If it doesn't happen, the tax is actually five characters, placed both before and after your code.)
Hack-style is optimized for arbitrary expressions,
but if you're calling a named unary function,
it pays a syntax tax of three characters over what F#-style would do,
with a (#) suffix to actually invoke the function.
"Smart Mix" only pays a syntax tax (a (#) suffix, just like Hack-style)
if it wants to invoke an anonymous unary function
produced as the result of an expression.
However, it pays a mental tax of having two separate syntax models.
...and that's it. That's all the difference is between the proposals.
A three-character tax on RHSes in various situations.
My Preferences

Over time, I've become strongly in favor of Hack-style pipelines.
I think that the case of "unary function" will in general be less common than "everything besides unary functions",
so it makes more sense to put the tax on the first category rather than the second.
(In particular, method-calling and non-unary function-calling are big cases
that will never not be popular;
I think those two on their own will equal or exceed the usage of unary functions,
let alone including all the other syntax that Hack-style can do without a tax.)
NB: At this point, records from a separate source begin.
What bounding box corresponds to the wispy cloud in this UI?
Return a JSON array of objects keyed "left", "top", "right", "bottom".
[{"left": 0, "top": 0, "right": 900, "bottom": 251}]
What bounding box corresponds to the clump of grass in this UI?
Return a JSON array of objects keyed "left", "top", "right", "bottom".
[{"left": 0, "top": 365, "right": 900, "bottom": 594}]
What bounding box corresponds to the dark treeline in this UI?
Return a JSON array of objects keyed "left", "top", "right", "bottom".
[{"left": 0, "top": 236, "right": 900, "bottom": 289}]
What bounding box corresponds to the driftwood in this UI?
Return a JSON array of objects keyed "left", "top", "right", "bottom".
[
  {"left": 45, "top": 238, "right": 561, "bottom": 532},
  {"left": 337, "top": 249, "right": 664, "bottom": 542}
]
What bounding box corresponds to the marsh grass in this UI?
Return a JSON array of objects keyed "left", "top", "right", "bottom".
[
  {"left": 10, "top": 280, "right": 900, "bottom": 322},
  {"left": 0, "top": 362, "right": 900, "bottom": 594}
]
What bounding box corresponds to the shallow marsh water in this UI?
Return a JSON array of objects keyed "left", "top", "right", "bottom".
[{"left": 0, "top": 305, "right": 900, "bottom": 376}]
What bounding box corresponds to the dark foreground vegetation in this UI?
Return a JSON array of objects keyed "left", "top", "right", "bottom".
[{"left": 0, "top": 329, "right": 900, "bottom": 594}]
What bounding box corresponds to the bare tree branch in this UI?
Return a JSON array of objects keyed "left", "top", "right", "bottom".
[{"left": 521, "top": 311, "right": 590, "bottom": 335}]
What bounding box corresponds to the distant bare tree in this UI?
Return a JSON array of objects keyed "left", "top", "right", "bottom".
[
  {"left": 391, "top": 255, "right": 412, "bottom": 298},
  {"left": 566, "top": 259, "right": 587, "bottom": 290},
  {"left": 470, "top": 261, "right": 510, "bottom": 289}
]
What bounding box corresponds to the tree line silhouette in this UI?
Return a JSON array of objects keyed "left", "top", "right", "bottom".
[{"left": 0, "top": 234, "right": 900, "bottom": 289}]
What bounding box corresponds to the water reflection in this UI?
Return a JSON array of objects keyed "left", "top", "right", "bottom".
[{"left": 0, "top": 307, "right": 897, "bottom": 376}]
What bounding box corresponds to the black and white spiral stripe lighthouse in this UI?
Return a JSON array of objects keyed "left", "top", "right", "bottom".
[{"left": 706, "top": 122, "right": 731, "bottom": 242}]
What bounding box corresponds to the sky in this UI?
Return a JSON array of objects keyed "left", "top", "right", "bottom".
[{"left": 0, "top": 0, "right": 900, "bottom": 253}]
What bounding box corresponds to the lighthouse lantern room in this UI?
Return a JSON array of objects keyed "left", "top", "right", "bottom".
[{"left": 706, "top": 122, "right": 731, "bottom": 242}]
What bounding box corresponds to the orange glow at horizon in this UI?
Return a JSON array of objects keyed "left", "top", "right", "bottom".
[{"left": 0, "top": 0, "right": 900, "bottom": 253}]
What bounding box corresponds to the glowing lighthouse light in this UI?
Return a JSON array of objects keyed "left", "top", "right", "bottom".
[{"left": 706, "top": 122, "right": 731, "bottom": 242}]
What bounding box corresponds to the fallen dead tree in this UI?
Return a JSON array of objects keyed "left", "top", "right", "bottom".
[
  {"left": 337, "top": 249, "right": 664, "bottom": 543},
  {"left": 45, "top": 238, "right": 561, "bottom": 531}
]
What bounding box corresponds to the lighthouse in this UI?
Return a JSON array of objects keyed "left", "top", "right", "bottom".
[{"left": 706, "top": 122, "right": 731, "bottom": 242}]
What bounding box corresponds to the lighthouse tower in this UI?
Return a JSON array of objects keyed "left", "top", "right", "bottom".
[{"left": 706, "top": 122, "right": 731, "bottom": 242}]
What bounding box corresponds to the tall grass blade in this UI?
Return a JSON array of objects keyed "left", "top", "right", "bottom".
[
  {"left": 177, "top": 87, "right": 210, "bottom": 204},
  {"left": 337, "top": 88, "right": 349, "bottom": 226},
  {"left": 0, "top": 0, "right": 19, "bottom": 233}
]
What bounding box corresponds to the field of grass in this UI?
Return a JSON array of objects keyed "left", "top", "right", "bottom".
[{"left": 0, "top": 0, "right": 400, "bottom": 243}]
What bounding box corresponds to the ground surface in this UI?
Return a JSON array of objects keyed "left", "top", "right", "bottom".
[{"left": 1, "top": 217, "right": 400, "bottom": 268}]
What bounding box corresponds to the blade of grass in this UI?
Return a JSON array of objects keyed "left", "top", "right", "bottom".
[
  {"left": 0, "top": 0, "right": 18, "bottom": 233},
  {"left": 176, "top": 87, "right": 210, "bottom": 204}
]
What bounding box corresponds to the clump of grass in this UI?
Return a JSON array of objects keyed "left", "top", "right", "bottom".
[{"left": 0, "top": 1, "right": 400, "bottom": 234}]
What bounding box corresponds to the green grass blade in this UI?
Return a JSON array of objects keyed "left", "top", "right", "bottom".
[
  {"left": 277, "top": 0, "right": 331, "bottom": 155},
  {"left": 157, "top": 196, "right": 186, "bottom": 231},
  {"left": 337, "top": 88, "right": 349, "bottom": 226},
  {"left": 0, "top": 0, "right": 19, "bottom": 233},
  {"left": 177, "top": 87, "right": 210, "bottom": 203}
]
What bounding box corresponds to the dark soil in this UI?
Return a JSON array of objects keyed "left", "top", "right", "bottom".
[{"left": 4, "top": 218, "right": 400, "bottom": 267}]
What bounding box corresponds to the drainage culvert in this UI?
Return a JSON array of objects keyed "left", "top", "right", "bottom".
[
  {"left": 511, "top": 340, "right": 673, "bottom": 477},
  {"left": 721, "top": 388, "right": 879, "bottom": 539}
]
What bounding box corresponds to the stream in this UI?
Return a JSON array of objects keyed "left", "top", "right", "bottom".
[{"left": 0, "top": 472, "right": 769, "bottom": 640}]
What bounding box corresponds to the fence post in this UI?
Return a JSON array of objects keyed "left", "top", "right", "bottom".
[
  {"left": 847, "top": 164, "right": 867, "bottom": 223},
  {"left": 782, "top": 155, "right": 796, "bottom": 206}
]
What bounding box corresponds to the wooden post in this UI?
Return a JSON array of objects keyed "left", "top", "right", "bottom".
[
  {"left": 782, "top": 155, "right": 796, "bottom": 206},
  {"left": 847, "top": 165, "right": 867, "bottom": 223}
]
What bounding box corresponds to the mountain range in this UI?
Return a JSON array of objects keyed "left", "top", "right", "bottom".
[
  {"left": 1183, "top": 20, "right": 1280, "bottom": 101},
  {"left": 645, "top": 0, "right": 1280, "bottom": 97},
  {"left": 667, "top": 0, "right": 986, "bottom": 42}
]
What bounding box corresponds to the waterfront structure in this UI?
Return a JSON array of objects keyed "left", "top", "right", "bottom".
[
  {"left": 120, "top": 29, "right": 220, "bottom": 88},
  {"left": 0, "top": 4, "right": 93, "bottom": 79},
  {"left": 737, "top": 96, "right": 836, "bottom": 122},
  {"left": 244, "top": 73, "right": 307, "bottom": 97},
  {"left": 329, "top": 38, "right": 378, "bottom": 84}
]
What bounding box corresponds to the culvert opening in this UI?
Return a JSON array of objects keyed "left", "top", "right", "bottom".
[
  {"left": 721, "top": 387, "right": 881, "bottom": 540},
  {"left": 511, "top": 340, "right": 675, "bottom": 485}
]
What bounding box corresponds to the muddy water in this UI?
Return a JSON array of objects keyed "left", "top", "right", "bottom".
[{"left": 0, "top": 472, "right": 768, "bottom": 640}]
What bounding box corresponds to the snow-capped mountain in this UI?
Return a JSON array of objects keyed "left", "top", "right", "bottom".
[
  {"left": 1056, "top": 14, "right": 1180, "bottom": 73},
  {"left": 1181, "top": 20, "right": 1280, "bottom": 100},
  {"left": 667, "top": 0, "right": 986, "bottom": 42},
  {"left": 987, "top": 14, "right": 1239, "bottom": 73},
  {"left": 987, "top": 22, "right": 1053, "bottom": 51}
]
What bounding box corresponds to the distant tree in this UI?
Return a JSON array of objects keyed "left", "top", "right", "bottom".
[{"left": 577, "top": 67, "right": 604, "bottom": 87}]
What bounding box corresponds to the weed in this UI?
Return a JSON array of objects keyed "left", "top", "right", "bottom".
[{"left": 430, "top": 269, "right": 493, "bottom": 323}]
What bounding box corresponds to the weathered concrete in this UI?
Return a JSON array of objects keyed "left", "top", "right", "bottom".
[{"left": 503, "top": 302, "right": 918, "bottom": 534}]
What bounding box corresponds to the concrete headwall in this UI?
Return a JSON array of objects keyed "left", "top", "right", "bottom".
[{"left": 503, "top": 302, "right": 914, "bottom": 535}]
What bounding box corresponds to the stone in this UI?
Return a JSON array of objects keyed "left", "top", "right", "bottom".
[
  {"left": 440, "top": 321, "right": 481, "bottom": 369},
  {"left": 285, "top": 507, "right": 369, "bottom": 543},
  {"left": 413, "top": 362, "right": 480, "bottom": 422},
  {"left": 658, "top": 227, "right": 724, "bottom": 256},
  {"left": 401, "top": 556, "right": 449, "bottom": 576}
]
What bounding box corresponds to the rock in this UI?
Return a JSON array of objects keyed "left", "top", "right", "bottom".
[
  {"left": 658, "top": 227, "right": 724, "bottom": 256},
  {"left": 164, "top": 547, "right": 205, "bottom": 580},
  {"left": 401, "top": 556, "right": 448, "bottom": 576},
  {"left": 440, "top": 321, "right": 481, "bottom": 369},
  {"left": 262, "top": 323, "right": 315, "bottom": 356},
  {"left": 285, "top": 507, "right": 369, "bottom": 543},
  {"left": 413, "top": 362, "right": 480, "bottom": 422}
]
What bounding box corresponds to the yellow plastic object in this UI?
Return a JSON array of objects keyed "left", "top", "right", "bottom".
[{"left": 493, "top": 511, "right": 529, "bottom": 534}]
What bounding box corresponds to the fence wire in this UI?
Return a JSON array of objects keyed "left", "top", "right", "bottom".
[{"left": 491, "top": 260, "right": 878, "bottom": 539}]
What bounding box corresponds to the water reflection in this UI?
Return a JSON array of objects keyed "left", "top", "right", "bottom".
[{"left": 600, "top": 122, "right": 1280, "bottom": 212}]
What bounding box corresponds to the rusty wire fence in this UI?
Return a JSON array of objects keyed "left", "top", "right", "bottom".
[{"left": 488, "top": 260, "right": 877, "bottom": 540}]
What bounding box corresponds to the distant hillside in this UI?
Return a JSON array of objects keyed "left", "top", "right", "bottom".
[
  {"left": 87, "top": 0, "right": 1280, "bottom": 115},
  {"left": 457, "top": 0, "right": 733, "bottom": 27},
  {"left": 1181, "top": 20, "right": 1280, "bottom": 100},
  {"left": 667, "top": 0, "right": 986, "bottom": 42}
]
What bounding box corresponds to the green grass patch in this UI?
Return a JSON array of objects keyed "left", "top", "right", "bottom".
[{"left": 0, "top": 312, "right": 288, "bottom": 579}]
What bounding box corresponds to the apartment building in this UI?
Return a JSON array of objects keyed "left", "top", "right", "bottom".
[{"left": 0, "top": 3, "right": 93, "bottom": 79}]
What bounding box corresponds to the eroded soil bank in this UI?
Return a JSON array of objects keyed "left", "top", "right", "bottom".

I also think that why the tax is invoked makes Hack-style more usable;
the syntax tax of Hack-style (the (#) to invoke the RHS) isn't a special case,
it's just writing ordinary code in the way you normally would without a pipeline.
On the other hand, F#-style requires you to distinguish between "code that resolves to an unary function"
and "anything else",
and remember to add the arrow-function wrapper around the latter case.
val |> foo + 1 is still a syntactically valid RHS,
it'll just fail at runtime because the RHS isn't callable.
You can avoid having to make this recognition by always wrapping it in an arrow func,
but then you're paying the tax 100% of the time
and effectively just writing a slightly more verbose Hack-style.
This is also why I'm against "Smart Mix" -
if you use the bare-ident F#-style case,
and you realize you actually need to do anything more complicated,
you need to remember to do a slight code rewrite
beyond the actual change you want to make.
(Tho it's a syntax error, not a runtime error, when you forget,
so it's easier to catch.)
You can avoid it by always writing Hack-style,
but then there's no point to the mixture.
(Tho at least if you do so,
you're not paying the tax that F#-style does in all the other cases.)
All that said, the benefits of pipeline are so nice
(again, part of the reason for jQuery's success was the syntax niceness of method chaining!)
and the costs of each syntax's non-optimal case so low,
that I'd happily take F#-style over nothing.
So my preferences are Hack-style > Smart Mix > F#-style >>>> not doing pipeline at all.